No faltaban quienes ya hablaban de una nueva emigración a Mendoza, tal como en 1814 después del Desastre de Rancagua. “Las calles estaban llenas de mulas cargadas y de carros que conducían fuera de la ciudad a los emigrantes con sus mujeres y familias. El número de los que se ponían en marcha era muy grande, y las personas que estaban cerca del gobierno eran las primeras en partir”, detalla Barros Arana. Incluso el reemplazante de Rodríguez como auditor de guerra, el argentino Bernardo de Monteagudo, huyó despavorido hacia dicha ciudad. Pero Manuel Rodríguez estaba hecho de otra madera.

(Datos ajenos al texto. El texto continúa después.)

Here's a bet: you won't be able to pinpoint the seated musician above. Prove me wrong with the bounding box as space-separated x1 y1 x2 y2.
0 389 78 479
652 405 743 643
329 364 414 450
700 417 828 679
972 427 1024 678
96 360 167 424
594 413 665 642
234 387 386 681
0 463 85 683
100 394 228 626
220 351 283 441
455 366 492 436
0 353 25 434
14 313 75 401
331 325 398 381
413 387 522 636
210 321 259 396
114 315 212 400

En vez de huir, ese mismo 21 de marzo solicitó formalmente al gobierno no realizar su viaje y quedarse a cooperar en Santiago. La actitud sorprendió al coronel Luis de la Cruz, Director Supremo delegado que había dejado Bernardo O’Higgins mientras este se encontraba en campaña con San Martín. “El director Cruz accedió sin vacilar a esta solicitud, concediéndole el titulo de edecán de gobierno durante el conflicto de la patria”, anota Barros Arana. Pero a Rodríguez las menudencias protocolares lo tenían sin cuidado. Estimaba que De la Cruz no estaba cumpliendo de manera eficiente su labor de defender la capital. “[Rodríguez] creía que era menester levantar la población en masa para reemplazar con un vigoroso impulso popular el ejército aniquilado en la derrota”.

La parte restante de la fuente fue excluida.